With wins over Tomas Berdych, Kei Nishikori and Wawrinka to reach the final, Federer is the second player - after Mats Wilander at 1982 Roland Garros - to win four Top 10 matches en route to a Grand Slam title in the Emirates ATP Rankings Era (since 1973). He is also the first player to win three five-setters en route to a Grand Slam title since Gaston Gaudio at Roland Garros 2004.
He is the third man in history to win five Australian Open titles, adding to his victories in 2004 (d. Safin), 2006 (d. Baghdatis), 2007 (d. Gonzalez) and 2010 (d. Murray). At No. 17 in the Emirates ATP Rankings, he is the lowest ranked Australian Open champion since No. 18 Thomas Johansson won the title in 2002.
But the Swiss right-hander, who spent 302 weeks atop the rankings, is now set to return to the Top 10 at No. 10 on Monday.

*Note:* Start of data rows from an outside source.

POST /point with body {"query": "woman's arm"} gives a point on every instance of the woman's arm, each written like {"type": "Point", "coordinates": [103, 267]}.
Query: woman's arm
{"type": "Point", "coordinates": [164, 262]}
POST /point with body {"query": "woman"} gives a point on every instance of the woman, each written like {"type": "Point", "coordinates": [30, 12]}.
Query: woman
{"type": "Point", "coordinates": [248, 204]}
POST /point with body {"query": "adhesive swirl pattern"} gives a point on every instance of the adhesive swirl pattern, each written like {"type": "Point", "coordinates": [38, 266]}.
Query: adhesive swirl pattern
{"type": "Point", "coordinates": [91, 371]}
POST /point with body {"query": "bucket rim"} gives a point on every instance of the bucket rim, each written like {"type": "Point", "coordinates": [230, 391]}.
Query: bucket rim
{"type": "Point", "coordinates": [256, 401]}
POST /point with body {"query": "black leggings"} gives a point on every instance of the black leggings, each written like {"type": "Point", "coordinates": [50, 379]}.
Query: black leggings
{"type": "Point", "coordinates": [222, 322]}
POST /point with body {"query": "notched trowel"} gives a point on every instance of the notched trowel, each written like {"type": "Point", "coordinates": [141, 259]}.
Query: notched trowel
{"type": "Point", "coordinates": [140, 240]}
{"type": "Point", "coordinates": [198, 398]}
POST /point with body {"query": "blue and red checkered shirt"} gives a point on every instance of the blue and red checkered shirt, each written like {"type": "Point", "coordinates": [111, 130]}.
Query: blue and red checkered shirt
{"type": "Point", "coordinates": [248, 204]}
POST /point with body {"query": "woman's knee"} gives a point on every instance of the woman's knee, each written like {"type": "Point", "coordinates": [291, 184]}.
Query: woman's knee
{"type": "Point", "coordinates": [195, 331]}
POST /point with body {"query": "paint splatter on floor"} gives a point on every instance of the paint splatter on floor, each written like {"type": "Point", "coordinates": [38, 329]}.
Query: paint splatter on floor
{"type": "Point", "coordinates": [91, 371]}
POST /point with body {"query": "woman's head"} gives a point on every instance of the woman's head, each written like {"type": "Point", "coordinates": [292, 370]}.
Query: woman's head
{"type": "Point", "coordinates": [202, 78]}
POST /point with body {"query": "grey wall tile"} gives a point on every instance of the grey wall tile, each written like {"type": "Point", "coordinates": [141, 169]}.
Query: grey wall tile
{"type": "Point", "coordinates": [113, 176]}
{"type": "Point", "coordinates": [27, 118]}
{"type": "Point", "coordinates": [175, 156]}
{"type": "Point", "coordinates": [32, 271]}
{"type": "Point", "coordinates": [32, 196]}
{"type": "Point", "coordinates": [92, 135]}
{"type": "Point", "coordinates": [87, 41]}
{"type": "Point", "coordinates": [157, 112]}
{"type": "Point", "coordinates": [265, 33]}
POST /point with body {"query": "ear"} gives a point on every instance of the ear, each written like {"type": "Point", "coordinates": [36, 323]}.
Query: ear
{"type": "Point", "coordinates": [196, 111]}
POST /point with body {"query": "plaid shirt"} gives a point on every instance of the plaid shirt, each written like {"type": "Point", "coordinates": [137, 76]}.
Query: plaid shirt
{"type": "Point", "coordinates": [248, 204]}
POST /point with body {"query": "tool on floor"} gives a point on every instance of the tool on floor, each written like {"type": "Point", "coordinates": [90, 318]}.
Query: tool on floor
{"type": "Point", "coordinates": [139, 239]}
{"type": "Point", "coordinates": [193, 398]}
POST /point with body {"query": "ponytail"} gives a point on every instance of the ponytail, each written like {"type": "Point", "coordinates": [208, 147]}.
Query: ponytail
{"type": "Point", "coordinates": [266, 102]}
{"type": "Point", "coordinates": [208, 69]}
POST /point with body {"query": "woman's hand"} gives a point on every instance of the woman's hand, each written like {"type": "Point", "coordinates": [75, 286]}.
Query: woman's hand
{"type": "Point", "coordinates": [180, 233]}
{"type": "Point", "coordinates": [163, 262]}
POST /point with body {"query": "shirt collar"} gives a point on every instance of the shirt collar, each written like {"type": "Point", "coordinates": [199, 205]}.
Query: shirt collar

For Nadal, he has come a long way from crying in the car on the way back to the hotel after injury forced him out of Roland Garros before he could step on court for his third-round match. He would later call on his 2016 campaign after a second-round defeat in Shanghai in October, not able to continue any more with his wrist the way it was.
The Spanish left-hander is now set to rise to No. 6 in the Emirates ATP Rankings after returning to his best to reach his 21st Grand Slam final (14-7 record).